It’s been pretty quiet around the blog of late, and it’s not just the usual ninja sneakiness. I assure you that it wasn’t a lack of desire to write, or that my enthusiasm for blogging is waning. But personal matters took over, in the way that they do for most folks now and then.
The whole story is long, much longer and more complex than I’m ready to get into tonight. But the short version is that my marriage had been a mess for a long time, and I’ve spent the last few months doing what I need to do about that. Getting advice from therapists, friends, family and my attorney. Financial planning, finding a new home, figuring out how to help the kids through the transition. Discreetly moving a metric fucktonne of dildos like a ninja boss. Assembling what felt like all the furniture in the universe.
I’d promise myself at least once a week that I would make time to write. And then the time would come, and there would be something else I needed to get done, or I’d be too emotionally exhausted to form words. I’d stare at a blank screen. Type a sentence, delete it, type something else, decide it was all crap and stop.
I was sure that going to Woodhull would re-energize me, and it did. Seeing so many of my blogger friends and meeting even more…it was amazing. There was laughter and outraged ranting (looking at you, Screaming O), the formation of a new motivational belief system and more. I got up on stage at Bedpost Confessions and showed off my massive Exotic-Erotics corn dildo.
We set up a Twitter account for Crista’s clit. Misfit Toys were re-homed. We witnessed the magical chemistry and silliness of The Dildorks live. I got publicly spanked for the first time (thanks, Taylor!) and did some more private exploration of BDSM as well. I couldn’t wait to tell the world…but the energy dissipated as soon as I set foot in the house.
I finally gave myself permission to not write, because I didn’t want a thing I loved to feel like a painful obligation. I threw myself into work and planning, and hoped inspiration would return when I got settled in my new home. And happily, here it is!

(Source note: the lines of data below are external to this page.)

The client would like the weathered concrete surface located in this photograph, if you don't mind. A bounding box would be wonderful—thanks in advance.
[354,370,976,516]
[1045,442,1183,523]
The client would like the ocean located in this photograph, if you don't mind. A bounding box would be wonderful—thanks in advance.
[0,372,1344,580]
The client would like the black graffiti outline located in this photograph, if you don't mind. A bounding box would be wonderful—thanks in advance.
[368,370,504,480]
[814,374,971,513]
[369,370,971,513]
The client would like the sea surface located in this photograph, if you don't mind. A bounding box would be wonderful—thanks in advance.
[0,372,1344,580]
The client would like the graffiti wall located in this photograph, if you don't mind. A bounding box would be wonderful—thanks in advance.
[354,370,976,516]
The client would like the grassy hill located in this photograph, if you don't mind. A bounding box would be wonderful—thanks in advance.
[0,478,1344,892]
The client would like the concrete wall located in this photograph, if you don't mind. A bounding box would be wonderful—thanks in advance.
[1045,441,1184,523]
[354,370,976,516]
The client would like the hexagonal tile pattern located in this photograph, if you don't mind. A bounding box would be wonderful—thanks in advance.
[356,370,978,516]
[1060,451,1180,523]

So what does the future hold? My long-awaited review of Teddy Love, for one thing. Mini reviews of assorted non-sexual silicone items for “squishing off“. Reviews of the new Je Joue G-spot bullet and Doxy Number Three (a.k.a. the “Doxy Smol”). A little insight into how one deals with hundreds of sex toys when moving to s smaller home, perhaps. And when I’m ready, a look into what exactly was going on in my home life before. If you’ve been following my tweets over the last few weeks, you have probably spotted some heavier topics (emotional abuse, gaslighting, manipulation) among the usual dildos and mirth, and that’s not a coincidence. There’s a bit of a dark side to my ninja backstory, and I need to get that out into the world.
I thank you with all my heart for not giving up on me, and promise I have lots to say now that my words are back. I extend an extra special thank you to those who have helped me out behind the scenes, the folks who let me cry and vent and talked me out of various anxiety spirals. You are the support group in my pocket, and the reason I yell at people who say that online friendships “aren’t real”.